蕭祈垂眸,望著畫像長嘆氣,聲音輕得幾乎聽不見:

“老王死後,她被強嫁給他的長子。”

霍長今猛地攥緊了拳,肩上的傷口崩裂,血色浸透紗布。

蕭祈急忙按住她:“你別動!”

她卻恍若未覺,只是死死盯著那幅畫,仿佛要將畫中人的模樣刻進骨血。

“如果當初……”她低聲道,“我能夠再強一點就好了。”

蕭祈沈默片刻,忽然伸手,輕輕覆上她的手背。

“終有一天,我們會接她回家。”

霍長今擡眸,對上蕭祈堅定的目光。

半晌,她緩緩點頭。

蕭祈剛出去,霍長今看了看已經收拾好的包袱覺得無聊就隨手拿起了桌案上的一本的詩集《昭明文選》。

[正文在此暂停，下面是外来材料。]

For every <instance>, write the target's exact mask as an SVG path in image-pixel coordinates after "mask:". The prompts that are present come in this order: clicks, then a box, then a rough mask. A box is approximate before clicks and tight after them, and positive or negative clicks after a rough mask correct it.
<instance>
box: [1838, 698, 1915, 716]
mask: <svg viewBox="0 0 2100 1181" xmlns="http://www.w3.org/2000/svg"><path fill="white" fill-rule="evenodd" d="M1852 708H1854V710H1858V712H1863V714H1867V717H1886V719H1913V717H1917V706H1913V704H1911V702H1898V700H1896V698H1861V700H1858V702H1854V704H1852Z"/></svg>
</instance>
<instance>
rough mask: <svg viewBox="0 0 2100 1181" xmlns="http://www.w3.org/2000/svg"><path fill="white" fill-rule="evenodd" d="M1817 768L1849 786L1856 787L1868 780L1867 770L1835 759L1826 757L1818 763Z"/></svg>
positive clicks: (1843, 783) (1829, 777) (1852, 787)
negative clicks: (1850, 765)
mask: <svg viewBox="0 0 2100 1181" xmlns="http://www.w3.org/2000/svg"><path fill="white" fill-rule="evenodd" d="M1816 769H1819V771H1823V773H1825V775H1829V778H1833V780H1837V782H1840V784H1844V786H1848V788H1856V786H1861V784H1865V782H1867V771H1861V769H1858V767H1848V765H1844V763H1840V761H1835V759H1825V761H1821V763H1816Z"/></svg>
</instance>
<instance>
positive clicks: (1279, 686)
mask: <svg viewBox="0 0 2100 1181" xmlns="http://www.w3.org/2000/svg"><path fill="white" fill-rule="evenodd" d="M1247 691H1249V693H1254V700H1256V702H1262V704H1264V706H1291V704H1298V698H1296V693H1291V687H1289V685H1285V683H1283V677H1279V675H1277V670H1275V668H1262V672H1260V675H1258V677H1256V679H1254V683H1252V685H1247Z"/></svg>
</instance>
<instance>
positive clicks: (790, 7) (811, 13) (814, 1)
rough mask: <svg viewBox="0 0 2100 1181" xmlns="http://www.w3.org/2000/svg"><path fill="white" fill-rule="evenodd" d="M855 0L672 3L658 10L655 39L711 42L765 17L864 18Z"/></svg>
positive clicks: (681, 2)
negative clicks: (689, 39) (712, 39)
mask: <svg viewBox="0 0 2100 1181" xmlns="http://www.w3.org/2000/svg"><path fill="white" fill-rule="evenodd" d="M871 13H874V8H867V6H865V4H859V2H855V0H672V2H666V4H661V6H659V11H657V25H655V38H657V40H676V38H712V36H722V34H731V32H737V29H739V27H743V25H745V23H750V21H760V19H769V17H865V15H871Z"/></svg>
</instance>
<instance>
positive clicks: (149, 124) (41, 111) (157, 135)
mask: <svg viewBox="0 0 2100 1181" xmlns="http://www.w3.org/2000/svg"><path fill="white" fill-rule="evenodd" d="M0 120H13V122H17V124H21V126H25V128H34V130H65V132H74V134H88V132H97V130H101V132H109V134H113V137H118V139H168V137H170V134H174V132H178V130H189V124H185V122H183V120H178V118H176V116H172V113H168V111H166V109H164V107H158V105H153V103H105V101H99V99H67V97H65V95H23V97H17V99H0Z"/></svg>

結果一打開映入眼簾的畫面讓霍長今以為自己出現了幻覺。

她猛地合上了書,瞳孔微張,呼吸急促,又認認真真的看了一眼書名——《昭明文選》。

她以為是自己心緒出現了混亂,又打開看了一眼。

然後這書直直的飛了出去,剛好飛到折返回來的蕭祈的腳邊,倆人同時怔住,蕭祈的臉先紅了。

霍長今:“......”

蕭祈:“......”

“解釋。”霍長今瞇起眼睛,“堂堂和安公主——”

蕭祈撿起書,一個箭步上前捂住了霍長今的嘴,尷尬的笑了笑,“不是我的。”

“你猜我會信嗎?”霍長今支支吾吾的說,“放開我。”

蕭祈鬼鬼祟祟的移步背對著霍長今抽走了桌案上另外兩本書。

霍長今逮了個正著,她心中的疑惑終於被解答,怪不得蕭祈年紀輕輕的這麽懂拿捏人心。

“蕭祈安!”終於輪到霍長今生氣了,雖然是假裝的,“你不是號稱博覽群書嗎?博的是春宮圖啊?”

蕭祈:“......”

“小小年紀不學好!”

蕭祈急了:“我已年過二八,早到了談婚論嫁的年紀,不小了!”

霍長今:“......”

不知不覺她都這麽大了,霍長今為將征戰四方,日子久了都有些忘了尋常女子及笄後就可以出嫁了。